No. Most subchondral stress reactions can be treated conservatively. Surgical procedures are considered if symptoms persist despite adequate therapy or if larger defects, unstable fragments or cysts are present. Decisions and expectation management are made individually based on imaging and clinical findings.

In the early phase, it is advisable to reduce strenuous activities. Alternative training (cycling, swimming) is often possible. The return to work takes place gradually as pain and swelling subside, function is correct and imaging confirms the healing tendency.

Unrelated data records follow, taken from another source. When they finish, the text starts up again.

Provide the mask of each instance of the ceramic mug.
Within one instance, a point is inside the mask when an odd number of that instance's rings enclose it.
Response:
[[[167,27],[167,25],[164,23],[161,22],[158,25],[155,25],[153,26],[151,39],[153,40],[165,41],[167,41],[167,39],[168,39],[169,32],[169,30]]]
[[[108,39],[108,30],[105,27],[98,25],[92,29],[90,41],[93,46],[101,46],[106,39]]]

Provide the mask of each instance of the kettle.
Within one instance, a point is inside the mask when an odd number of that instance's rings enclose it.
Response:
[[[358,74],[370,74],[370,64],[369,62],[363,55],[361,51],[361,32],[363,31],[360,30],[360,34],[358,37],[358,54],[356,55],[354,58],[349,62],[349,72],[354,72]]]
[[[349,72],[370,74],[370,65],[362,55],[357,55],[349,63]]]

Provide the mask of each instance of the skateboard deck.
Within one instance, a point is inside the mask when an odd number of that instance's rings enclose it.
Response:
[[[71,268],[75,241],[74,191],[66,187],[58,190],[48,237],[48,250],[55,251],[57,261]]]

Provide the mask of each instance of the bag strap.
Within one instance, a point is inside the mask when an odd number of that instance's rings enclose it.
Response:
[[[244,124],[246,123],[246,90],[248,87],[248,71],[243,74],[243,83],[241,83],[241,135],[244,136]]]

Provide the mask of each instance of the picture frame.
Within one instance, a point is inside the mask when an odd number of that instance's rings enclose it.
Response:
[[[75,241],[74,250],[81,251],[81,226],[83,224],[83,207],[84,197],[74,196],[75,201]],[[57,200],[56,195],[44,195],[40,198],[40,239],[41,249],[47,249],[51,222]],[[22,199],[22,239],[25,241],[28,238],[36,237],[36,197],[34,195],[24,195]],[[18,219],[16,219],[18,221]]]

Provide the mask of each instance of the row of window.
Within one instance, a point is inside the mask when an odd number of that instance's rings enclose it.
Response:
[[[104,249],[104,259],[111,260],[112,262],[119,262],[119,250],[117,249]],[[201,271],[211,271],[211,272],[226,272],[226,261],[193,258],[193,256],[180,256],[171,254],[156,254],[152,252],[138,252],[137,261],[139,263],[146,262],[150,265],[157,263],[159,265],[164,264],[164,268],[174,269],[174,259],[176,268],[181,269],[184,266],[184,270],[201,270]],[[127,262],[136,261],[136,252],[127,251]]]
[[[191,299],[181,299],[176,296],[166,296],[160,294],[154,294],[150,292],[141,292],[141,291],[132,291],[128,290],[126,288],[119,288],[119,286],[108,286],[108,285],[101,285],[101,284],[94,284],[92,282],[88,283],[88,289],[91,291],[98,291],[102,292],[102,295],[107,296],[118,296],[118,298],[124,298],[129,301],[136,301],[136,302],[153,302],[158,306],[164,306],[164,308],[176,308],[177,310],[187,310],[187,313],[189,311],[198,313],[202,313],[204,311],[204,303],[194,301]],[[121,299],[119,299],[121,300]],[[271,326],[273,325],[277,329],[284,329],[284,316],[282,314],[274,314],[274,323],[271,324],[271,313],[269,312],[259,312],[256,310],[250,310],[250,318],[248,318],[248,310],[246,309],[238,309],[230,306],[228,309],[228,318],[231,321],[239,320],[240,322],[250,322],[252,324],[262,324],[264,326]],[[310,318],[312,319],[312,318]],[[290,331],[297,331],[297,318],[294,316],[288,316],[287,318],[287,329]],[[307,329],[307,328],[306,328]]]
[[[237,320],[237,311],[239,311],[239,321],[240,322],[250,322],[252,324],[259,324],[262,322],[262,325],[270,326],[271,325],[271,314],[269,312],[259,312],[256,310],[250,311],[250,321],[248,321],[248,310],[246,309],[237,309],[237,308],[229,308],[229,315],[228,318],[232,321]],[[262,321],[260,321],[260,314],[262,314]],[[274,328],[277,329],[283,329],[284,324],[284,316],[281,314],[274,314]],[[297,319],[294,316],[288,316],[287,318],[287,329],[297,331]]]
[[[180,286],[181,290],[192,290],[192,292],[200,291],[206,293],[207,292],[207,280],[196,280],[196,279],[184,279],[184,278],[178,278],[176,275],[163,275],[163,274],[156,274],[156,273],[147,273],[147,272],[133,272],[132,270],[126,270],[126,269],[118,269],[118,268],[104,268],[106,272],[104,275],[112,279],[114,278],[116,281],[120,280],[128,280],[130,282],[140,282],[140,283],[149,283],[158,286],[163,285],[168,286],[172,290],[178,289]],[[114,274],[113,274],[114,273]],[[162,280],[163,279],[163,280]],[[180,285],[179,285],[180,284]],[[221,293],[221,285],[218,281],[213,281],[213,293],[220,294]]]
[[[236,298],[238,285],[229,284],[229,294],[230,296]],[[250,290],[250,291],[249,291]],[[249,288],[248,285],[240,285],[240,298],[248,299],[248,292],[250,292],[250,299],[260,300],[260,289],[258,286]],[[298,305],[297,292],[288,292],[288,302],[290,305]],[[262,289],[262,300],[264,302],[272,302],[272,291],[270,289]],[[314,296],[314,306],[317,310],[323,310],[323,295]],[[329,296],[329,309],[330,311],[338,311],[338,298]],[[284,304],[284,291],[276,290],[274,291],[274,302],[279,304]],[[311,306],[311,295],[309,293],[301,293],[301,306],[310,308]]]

Temporary immobilization or guidance can reduce pain and promote healing, especially for painful stress reactions. The duration depends on the findings and is determined individually in order to avoid excessive immobilization.

Such procedures can be used additionally in selected situations. The data situation on the ankle joint is heterogeneous. Individual information about opportunities, limits and costs is important; Initially, the standard is conservative basic therapy.

Advice on subchondral lesions of the ankle joint

We take the time for a careful diagnosis and a clear, conservatively oriented treatment plan. Arrange your appointment in Hamburg-Winterhude.

Information does not replace an individual examination. If there are any warning signs, please seek medical advice.